I tried for a long time, but I must have tried with all the wrong people because I got a couple of rebuffs that could have put me off trying to make friends forever. At the time, I thought of retreating to my small well-curated circle where it’s safe, and everyone knows and accepts my idiosyncrasies.
Those rebuffs nearly succeed in putting me off from trying to venture out of my comfort zones and be brave. However, I was in this explorative state to try to reach more people and grow. I was also trying to prove to other people that I was not stuck up, unfriendly and arrogant. These are words introverts usually gets called by extroverts. That was a time when people’s opinion of me dictated too much of my actions.
It’s never a good idea to change because of others, but I have to admit showing them that I was friendly featured in my decisions. With this in mind, I decided to befriend and support my husband’s friends wife. I imagined that even if we didn’t become besties meeting up, sharing recipes and talking about food as women would be nice.
She wanted to change her diet and didn’t know what to do, so I decided this was my opportunity. I have been plant-based for many years and considers myself an ok cook, so I offered to help.
I still remembered the feeling of anticipation in the kitchen that morning; as I made breakfast for my family and talked about vegan food. It seemed like the perfect opening. I am going to make myself friendly, I thought.
My husband, who also didn’t understand the nuances of being an introvert, is always telling me, “Those who want friends must make themselves friendly.”
He has many sound bites for different things.
Anyway, I thought her wanting to explore being vegan was an opening and said, ‘oh well, since you come near our house for work, maybe we could meet up for a drink sometime. I would be happy to share some recipes and stuff.”
It felt like the air left the room at that point as we both looked at each other. Then I saw a fierce look entered this woman’s eyes, and my tummy told me what would come next.
It was a feeling I experienced before. I once reached out to a woman to ask why she had to stop been cordial and got a similar response.
The conversation then went something like this: ‘I don’t have many women friends….’
At that point, I thought, ‘me too’. I didn’t share that this was an experiment in me coming out of my comfort zone. What was the point if it wasn’t going so well? For years after that incident, I retreated to where I was comfortable.
I came back to the present to hear her say
“I don’t need women friends; I am not that kind of person. I have all I need”. Talk about being kicked in the gut, again.
I smiled and said, ‘that’s ok”.
I had grown to know that women are sometimes afraid of taking the offer of friendship. Even though that’s not what I said, I asked to meet up for a drink.
I realise that the statements of ‘I don’t have women friends’ were not about me. Although after that, I realised I was trying to connect with the wrong women. Not everyone can be your people.
Although, I wouldn’t have a problem meeting up with someone and maintain an acquaintance, sharing recipes etc.
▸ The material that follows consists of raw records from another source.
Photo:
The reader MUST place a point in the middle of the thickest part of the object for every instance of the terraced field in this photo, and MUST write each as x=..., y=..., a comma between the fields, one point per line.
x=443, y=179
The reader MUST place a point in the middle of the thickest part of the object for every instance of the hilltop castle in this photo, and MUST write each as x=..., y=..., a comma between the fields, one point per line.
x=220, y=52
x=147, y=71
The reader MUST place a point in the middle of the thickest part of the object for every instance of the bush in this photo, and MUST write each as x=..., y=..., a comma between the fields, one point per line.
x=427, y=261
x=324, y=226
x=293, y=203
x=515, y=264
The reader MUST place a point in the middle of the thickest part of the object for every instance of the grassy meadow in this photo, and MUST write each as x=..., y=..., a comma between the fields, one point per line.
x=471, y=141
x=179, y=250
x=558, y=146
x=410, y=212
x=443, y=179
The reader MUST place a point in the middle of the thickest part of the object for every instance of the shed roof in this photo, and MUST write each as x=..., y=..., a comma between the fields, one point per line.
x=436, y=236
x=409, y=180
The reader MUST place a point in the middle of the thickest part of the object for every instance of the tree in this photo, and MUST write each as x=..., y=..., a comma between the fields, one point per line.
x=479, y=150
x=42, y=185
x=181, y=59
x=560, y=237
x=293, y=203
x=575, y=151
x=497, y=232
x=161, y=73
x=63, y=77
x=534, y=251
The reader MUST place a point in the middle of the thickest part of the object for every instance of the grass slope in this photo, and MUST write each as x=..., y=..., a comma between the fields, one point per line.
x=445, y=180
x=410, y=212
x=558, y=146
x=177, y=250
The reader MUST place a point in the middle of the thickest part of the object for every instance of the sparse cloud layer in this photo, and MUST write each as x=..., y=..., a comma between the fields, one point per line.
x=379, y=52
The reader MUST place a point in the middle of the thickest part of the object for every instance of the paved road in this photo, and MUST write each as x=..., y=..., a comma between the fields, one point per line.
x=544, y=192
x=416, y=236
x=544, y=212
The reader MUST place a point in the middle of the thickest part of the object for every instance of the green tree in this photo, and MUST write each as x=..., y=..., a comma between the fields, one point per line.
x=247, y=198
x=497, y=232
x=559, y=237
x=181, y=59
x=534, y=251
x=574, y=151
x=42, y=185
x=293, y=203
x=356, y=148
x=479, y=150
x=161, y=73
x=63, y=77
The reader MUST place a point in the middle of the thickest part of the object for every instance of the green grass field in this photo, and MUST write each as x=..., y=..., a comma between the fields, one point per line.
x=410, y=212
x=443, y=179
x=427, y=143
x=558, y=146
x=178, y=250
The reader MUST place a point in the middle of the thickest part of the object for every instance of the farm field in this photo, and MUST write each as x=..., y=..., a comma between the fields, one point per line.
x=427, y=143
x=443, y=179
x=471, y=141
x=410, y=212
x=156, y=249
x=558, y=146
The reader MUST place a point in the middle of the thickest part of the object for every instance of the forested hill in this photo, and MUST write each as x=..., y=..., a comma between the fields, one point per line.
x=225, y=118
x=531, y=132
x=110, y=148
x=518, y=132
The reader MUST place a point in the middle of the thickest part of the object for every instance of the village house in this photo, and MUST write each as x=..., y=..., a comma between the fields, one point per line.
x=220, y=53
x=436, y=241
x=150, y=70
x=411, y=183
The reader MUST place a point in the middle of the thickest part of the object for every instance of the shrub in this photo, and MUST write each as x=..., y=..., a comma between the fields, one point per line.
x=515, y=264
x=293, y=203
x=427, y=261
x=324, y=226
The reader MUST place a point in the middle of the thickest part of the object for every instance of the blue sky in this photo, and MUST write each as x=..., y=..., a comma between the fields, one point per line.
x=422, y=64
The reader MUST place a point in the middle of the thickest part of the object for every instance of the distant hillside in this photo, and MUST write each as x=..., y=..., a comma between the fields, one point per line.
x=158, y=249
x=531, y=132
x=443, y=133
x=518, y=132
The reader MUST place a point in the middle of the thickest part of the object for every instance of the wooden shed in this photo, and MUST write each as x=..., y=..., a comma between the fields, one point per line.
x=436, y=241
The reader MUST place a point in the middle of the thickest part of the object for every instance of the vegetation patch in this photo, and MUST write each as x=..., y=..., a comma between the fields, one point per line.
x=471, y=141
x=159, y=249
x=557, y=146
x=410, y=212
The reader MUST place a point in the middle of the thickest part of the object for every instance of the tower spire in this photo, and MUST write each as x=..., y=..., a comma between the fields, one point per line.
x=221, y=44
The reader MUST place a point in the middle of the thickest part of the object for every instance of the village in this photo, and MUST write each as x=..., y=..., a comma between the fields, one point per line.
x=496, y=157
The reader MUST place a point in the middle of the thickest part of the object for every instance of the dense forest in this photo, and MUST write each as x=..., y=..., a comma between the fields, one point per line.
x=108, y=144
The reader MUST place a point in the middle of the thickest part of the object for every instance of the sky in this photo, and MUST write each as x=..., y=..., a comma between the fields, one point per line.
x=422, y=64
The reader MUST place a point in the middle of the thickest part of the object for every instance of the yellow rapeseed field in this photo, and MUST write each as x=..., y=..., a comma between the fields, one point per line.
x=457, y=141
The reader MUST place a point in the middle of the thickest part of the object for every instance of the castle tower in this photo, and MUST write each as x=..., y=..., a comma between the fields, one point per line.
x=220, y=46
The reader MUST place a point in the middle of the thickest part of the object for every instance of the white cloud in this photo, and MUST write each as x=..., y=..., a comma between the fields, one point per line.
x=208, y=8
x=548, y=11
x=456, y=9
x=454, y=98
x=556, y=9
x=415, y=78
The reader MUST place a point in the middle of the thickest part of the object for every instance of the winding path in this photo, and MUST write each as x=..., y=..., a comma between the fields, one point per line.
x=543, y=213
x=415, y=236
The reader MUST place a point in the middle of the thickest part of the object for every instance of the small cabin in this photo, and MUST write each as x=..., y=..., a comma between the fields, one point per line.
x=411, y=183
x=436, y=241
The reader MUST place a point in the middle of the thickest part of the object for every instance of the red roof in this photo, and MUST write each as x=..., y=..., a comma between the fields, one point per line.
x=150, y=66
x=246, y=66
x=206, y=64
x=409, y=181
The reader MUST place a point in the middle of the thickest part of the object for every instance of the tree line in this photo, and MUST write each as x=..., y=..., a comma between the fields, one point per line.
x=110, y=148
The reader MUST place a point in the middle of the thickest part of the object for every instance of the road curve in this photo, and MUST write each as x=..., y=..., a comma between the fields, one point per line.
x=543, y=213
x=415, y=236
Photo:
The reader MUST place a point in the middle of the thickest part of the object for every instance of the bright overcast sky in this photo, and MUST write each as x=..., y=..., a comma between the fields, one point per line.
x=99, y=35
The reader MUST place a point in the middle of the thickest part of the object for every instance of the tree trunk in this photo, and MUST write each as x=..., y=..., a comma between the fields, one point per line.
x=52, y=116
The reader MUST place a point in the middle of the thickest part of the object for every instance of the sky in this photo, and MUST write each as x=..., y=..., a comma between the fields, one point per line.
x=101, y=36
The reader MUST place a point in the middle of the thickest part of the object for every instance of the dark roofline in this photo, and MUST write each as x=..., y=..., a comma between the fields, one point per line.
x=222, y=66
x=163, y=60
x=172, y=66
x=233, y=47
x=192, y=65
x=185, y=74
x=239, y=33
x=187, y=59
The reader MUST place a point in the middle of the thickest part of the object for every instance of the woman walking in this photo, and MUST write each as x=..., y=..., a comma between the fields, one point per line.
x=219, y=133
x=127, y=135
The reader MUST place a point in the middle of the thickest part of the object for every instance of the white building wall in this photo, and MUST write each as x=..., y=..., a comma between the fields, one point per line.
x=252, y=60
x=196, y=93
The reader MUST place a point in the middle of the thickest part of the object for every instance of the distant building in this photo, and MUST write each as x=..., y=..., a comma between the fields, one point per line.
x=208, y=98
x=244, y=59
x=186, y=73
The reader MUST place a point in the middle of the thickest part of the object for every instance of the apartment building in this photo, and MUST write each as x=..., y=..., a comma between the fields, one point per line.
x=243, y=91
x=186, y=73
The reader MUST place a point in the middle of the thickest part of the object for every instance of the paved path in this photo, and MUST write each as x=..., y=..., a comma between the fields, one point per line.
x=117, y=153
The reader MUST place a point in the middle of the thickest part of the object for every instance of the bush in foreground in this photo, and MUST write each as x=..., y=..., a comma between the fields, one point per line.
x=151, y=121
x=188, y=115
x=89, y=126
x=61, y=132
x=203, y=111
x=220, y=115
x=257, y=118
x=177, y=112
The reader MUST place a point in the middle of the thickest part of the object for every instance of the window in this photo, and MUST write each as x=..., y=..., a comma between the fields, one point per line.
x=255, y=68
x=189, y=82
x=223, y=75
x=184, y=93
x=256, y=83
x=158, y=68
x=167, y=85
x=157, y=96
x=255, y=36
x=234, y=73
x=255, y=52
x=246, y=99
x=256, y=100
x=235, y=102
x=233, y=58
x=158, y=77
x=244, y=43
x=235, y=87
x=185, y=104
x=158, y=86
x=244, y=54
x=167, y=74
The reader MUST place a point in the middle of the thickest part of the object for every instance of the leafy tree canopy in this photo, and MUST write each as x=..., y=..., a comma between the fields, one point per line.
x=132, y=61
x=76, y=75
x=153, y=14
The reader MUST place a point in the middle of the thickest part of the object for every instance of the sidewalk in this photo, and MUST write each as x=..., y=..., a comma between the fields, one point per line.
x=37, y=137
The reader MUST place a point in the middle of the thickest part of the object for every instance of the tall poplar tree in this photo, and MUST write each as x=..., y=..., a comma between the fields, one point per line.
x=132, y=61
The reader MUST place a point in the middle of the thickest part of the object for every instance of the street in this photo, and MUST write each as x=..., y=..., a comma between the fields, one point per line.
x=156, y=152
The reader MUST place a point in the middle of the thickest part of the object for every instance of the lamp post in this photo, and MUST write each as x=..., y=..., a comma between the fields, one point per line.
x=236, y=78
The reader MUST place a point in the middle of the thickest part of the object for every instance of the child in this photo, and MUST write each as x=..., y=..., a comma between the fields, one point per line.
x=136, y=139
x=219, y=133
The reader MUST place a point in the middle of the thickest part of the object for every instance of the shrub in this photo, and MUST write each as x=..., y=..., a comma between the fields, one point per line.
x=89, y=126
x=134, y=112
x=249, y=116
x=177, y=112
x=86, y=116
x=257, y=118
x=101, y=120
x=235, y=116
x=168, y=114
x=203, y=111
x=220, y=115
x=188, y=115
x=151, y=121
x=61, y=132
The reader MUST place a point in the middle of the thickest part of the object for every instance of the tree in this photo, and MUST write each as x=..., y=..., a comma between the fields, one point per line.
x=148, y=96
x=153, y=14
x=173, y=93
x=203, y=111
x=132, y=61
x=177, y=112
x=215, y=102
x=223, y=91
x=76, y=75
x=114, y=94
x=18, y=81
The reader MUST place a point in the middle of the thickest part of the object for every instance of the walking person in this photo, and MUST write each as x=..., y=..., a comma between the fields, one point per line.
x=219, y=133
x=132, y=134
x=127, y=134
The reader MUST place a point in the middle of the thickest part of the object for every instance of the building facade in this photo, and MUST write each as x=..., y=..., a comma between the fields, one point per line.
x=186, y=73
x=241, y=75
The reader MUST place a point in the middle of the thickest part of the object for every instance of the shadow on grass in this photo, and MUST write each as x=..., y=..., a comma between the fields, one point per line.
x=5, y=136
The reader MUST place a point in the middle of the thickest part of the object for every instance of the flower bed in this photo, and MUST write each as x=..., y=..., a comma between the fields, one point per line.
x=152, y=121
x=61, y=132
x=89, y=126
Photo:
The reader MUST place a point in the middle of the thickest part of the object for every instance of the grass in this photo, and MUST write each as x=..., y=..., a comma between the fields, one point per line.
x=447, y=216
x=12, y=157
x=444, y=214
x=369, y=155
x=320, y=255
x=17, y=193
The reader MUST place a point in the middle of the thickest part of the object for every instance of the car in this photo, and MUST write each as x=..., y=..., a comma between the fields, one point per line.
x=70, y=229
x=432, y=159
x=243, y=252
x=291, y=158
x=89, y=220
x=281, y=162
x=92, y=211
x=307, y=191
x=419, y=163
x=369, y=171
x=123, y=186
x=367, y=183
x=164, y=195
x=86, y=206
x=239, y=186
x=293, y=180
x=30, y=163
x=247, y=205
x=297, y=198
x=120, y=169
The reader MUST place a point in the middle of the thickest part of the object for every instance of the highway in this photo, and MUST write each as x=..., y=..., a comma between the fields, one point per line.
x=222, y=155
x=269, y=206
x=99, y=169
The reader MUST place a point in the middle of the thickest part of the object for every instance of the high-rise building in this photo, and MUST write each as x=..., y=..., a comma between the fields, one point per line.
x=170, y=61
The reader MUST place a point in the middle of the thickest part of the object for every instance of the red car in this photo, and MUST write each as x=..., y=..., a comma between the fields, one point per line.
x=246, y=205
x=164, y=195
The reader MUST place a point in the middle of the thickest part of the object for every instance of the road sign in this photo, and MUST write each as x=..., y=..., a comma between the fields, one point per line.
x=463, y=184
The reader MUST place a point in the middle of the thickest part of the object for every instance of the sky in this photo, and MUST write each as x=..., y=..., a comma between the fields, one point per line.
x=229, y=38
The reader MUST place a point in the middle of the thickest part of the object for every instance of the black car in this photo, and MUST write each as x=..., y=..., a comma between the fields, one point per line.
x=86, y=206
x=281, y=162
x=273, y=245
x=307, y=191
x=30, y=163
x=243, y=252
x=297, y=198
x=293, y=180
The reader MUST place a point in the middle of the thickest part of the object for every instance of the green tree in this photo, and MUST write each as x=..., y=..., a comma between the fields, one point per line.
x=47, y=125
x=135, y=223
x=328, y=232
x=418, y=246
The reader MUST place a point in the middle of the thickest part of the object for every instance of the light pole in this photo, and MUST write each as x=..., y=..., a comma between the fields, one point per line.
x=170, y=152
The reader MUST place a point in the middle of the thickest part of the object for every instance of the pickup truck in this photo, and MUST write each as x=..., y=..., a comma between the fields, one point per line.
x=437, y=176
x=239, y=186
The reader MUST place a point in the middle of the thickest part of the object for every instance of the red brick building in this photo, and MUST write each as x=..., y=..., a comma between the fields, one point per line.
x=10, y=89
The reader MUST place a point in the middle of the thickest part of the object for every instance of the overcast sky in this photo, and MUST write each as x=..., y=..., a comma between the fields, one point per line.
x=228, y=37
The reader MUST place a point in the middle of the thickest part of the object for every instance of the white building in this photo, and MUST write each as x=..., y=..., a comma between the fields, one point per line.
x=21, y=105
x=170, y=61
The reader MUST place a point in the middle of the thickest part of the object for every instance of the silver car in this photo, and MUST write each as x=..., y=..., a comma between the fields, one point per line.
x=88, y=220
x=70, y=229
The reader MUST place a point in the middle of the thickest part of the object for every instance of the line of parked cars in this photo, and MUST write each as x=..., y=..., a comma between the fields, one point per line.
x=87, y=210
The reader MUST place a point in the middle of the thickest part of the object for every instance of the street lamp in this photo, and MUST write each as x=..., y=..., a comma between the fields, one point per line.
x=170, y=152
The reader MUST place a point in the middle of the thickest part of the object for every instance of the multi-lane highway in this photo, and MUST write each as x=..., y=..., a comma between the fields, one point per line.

I wasn’t asking for long lost sisterhood and sharing secrets, but I wonder if the possibility of close connection scared these women. Were they worried they would have to share secrets they were hesitant to share?
That’s when I learnt the power and courage it took to put myself forward and suffer rejection.
We probably all fear rejection. It is uncomfortable, shaming, and can be traumatic. The mass of feelings that comes with rebuff can linger for a long time. These feelings can be messy, and without the right tools to work through them, some people stay stuck in the shame for a long time. Despite having the skills because of my profession as a counsellor, I did not undertake this operation with the arrogant assumption that I wouldn’t be affected.
Rejection can influence feelings of not good enough, not worthy enough, and it can make you question your worth and value. Especially if the people you are trying to connect with don’t see the value, you offer.
I continue to go out of my comfort zone to battle the fear of rejection to connect with women. I still encounter those who misunderstand the offer and treat it carelessly, but I know that’s not about me, and I cannot let it hinder me from reaching those who need a community.